紅桜に斬られた桂を救い匿ったとき。土方のマヨ好きを目の当たりにした桂が、やはりそうだった。眉をひそめ苦言を呈し、だが怯むでなく平然と食事を続けて。
土方の食の嗜好をまえにして引かない人間はそうそういない。自分の話題で盛り上がる周囲の会話を流せる、記憶喪失とは思えないようなこの堂に入った態度。年齢(とし)こそ違うが、見てくれといい、性格といい、立ち居振る舞いといい、ここまで似た人間がいるものなのか。
「総悟。万事屋は、なんつったんだ? そのこどものこと」
「子守のバイト、でしたかねィ。ああ、たしか医者に連れて行くところとか」
「俺、あした確かめてきましょうか。その子に兄弟がいないかどうか」
山崎の申し出に、土方は少し間を置いてから首を横に振った。
「いや。近藤さんから、こいつのことは一任されちまってるからな。しかたねぇ。手前ぇで行くさ」
食堂から戻って、昨夜とおなじくつづきのひと間に床(とこ)を伸べてやる。少年はちょこんと一礼をして、この日何度目かの欠伸を嚙み殺しながら、ふとんに潜り込んだ。食事のあいだは目も冴えていたようだが、そろそろ限界だったろう。鼻先まで引き上げた上掛けから黒目勝ちな眸だけを覗かせて、眠たげな声で問うてきた。
「あすはその、万事屋とやらに出向けばよいのか?」
土方はなにげない調子で返す。
「おめぇはここで休んでろ。事故ってからだ痛めて検査に引っ張り回されての連日じゃ保たねぇだろう。無駄足ってこともある。俺がちゃんと調べてきてやるからよ」
土方のことばに、そうか、と頷いて少年はことんと睡りに落ちた。やはりすなおだなと思う。疑うことを知らないのか、まっすぐでひねたところがない。これが生来の気質なら、歳をかさね経験を積みかさね攘夷の戦を経て身に纏った鎧はいかほどのものだったのか。
そう、これがもし、桂なら。
あり得るはずのない妄想は、だが先刻より土方のあたまのなかをじわじわと浸食している。
「どうかしてるぜ、まったく」
寝入った姿を眺めながらちいさくかぶりを振って、土方はつづきの間との襖を立てきった。

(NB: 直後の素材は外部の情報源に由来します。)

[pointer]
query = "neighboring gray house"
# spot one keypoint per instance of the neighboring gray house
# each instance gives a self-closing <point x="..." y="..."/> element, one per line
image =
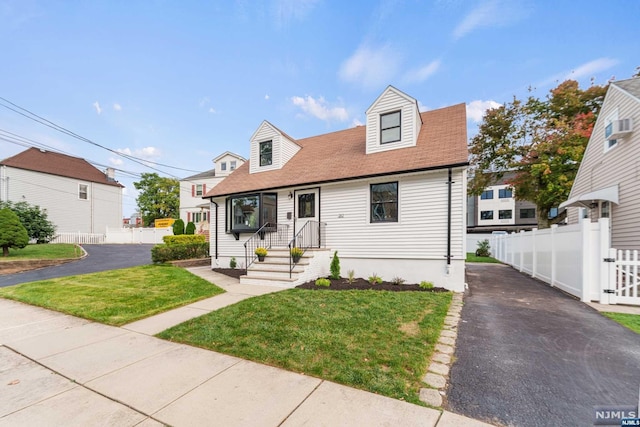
<point x="77" y="196"/>
<point x="496" y="209"/>
<point x="390" y="197"/>
<point x="608" y="180"/>
<point x="192" y="188"/>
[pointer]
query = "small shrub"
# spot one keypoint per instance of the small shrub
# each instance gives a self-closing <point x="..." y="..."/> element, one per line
<point x="426" y="285"/>
<point x="483" y="248"/>
<point x="323" y="282"/>
<point x="190" y="228"/>
<point x="335" y="266"/>
<point x="374" y="279"/>
<point x="351" y="276"/>
<point x="183" y="239"/>
<point x="398" y="281"/>
<point x="164" y="253"/>
<point x="178" y="227"/>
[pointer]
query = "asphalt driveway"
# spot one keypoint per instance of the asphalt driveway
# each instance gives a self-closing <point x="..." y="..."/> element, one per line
<point x="100" y="258"/>
<point x="529" y="355"/>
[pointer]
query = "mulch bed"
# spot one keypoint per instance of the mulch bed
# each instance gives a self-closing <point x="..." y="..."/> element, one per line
<point x="231" y="272"/>
<point x="341" y="284"/>
<point x="362" y="284"/>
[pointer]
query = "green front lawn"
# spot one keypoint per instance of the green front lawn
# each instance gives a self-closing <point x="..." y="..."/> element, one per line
<point x="378" y="341"/>
<point x="44" y="251"/>
<point x="471" y="257"/>
<point x="631" y="321"/>
<point x="116" y="297"/>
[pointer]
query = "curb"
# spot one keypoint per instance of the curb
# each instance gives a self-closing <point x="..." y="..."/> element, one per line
<point x="438" y="370"/>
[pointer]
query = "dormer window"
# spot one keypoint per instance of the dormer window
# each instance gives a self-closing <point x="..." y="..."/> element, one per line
<point x="390" y="127"/>
<point x="266" y="153"/>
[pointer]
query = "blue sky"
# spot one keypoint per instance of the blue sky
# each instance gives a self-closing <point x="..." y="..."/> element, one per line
<point x="178" y="83"/>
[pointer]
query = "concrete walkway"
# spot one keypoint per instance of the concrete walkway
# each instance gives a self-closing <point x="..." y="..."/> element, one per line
<point x="60" y="370"/>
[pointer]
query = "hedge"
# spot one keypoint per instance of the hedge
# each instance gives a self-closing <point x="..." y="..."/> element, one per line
<point x="183" y="239"/>
<point x="164" y="253"/>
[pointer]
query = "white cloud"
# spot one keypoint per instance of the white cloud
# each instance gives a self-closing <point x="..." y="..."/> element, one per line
<point x="476" y="109"/>
<point x="418" y="75"/>
<point x="591" y="67"/>
<point x="287" y="10"/>
<point x="320" y="109"/>
<point x="587" y="69"/>
<point x="491" y="13"/>
<point x="370" y="67"/>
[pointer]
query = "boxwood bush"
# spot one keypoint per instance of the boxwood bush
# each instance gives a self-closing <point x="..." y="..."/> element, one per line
<point x="183" y="239"/>
<point x="164" y="253"/>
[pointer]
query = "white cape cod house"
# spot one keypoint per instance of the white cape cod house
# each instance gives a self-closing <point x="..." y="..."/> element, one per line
<point x="390" y="197"/>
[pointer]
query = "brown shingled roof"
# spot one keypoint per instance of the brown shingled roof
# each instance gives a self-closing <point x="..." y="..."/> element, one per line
<point x="52" y="163"/>
<point x="341" y="155"/>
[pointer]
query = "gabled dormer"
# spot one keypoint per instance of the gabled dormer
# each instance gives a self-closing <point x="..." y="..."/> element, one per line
<point x="393" y="121"/>
<point x="270" y="148"/>
<point x="227" y="162"/>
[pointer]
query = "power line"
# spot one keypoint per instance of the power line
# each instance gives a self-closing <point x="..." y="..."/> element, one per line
<point x="38" y="119"/>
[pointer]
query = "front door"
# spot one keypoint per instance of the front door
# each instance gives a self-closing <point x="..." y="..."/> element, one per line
<point x="307" y="208"/>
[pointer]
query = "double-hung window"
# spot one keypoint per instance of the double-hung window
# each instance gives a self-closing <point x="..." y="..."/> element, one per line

その日すべき仕事を些か無理矢理に片づけて、土方が万事屋を訪ねたのは、午(ひる)もだいぶ回ったころだった。
だが、二階家の玄関口で誰何してもだれもでない。鍵もかかっているようだ。ちっ留守か、と外階段を下りると、上る際には気づかなかった外階段の影になる路地の奥に目立たぬように、事故にでも遭ったのかひしゃげたベスパが押し込められている。
そのさまに土方がしばし立ち止まって考え込んでいると、支度中の札を掲げた階下の飲み屋の店奥から話し声が聞こえてきた。あいまあいまに食器の擦れる音と、芳ばしい匂いが漂ってくる。そういえばちょっと遅いがまだまだ昼飯時だった。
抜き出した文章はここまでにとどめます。